Of course, 911 retains a significant acceleration advantage at five seconds dead (5.5 auto), but Cayman doesn’t feel that much slower than the base 911.

Aerodynamics play a part here too, with the Cayman’s drag coefficient of 0.29Cd being more slippery than the 0.30Cd Boxster S but not as aerodynamic as the 0.28Cd 911 Carrera.

Throw in the Boxster’s standard equipment list (including Porsche’s amazingly effective stability control system) and the same optional extras as even the 911 (like ceramic brakes and active damping) and the Cayman S price of $148,500 seems like good value.

On paper, Cayman S is just $16,000 more expensive, 11kW more powerful and 0.1 second quicker to 100km/h than Boxster S. Similarly, it’s a whole $46,725 less expensive than the least expensive 911, but just 22kW less powerful and (officially) four-tenths slower to 100km/h.

But in the real world, Cayman S presents an even more persuasive argument thanks to handling that feels even more neutral, more agile and even better balanced than the sublime Boxster.

Magnifying all of the Boxster’s well documented attributes via a (vastly) stiffer chassis, the mid-engined Cayman is so well balanced, so adjustable mid-corner and so nimble to change direction that it makes average or even poor drivers look, feel and actually be quick.

Of course, all the Porsche hallmarks help, such as an incredibly sweet-shifting six-speed manual gearbox (and the intuitive and easily mastered button shifters of the five-speed auto), super-responsive steering that’s alive in your hands yet filters out all of the unwanted feedback from road rubbish, and unflappable brakes that never cease to supply powerful yet communicative retardation.

Oh, and Porsche’s legendary durability, reliability, safety and resale value, which – despite service intervals of a long 30,000km – instills the confidence to drive hard, even on a racetrack, without worrying about getting home again.

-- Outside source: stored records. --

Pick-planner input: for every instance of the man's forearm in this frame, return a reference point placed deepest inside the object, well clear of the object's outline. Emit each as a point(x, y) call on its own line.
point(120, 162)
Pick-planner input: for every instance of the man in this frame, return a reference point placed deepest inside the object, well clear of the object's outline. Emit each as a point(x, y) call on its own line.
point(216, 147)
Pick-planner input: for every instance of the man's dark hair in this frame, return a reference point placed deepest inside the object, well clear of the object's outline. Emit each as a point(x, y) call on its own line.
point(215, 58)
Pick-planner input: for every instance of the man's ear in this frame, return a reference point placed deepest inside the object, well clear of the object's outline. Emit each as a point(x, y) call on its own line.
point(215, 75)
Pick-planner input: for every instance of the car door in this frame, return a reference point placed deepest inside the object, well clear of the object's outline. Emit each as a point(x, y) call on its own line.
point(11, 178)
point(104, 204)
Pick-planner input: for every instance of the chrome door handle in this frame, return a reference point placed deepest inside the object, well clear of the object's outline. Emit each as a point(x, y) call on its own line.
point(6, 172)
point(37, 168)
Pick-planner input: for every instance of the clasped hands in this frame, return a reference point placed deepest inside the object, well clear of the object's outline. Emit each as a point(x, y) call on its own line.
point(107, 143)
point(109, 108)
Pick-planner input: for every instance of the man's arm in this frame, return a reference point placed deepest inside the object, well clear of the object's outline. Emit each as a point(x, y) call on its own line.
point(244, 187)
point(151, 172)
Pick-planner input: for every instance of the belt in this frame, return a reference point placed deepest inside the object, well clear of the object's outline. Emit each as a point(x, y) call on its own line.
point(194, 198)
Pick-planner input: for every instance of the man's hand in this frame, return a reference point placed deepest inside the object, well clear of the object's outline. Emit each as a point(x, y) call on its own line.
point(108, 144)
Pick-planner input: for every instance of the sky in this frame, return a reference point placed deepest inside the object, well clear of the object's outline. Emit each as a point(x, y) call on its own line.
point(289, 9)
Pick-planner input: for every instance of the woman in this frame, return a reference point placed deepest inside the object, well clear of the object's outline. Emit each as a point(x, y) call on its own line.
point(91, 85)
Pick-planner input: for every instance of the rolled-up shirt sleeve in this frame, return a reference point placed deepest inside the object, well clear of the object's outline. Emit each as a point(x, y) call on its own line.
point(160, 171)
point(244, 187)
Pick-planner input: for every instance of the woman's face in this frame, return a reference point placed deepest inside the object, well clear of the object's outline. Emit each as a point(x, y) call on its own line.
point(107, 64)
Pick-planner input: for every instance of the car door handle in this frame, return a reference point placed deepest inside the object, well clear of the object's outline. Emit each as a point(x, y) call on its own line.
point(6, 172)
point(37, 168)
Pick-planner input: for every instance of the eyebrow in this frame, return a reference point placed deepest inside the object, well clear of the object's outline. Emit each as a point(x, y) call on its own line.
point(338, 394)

A touch more understeer than Boxster S was evident in the many hairpins and tightening-radius tuns around Adelaide, and that comes from Porsche’s logical decision to fit a larger front anti-roll bar while specifying a thinner rear item. With a chassis as rigid as this, the mid-mounted Cayman S could quite easily have been much more of a handful than it is.

That said, the roofed Boxster is so fluid, so progressive and so chuckable that it both easily out-paces the 911 for mid-corner speed yet is more controllable beyond the limit of adhesion.

Cayman S feels like it could easily do with more power, but it’s not just for marketing reasons that it’s not fitted with a 911 engine.

The mid-engined two-door (dare we call it a three-door hatch?) lacks the power-down traction and corner exit grip of the more powerful 911, which remains the enthusiasts’ choice as the more challenging, more expensive and more powerful - and ultimately the quickest and fastest – Porsche coupe.

While an entry-level Cayman, powered by the 3.2-litre Boxster S engine seems a future certainty for around $135,000, it will be interesting to see whether Porsche chooses to offer a more powerful ClubSport version, which would both encroach further on the top-shelf 911’s turf and, possibly, diminish some the Cayman S’s user-friendliness.

As it is, Cayman S offers prodigious and accessible performance that’s now available to a whole new generation of sub-$150,000 Porsche coupe buyers.

Different enough from both Boxster and 911 to ensure its future within the Porsche line-up, it should have the makers of the SLK and BMW’s forthcoming Z4 coupe and the E92 M3 V8 shaking in their boots.

Never has uncompromised Porsche performance come at such a small price.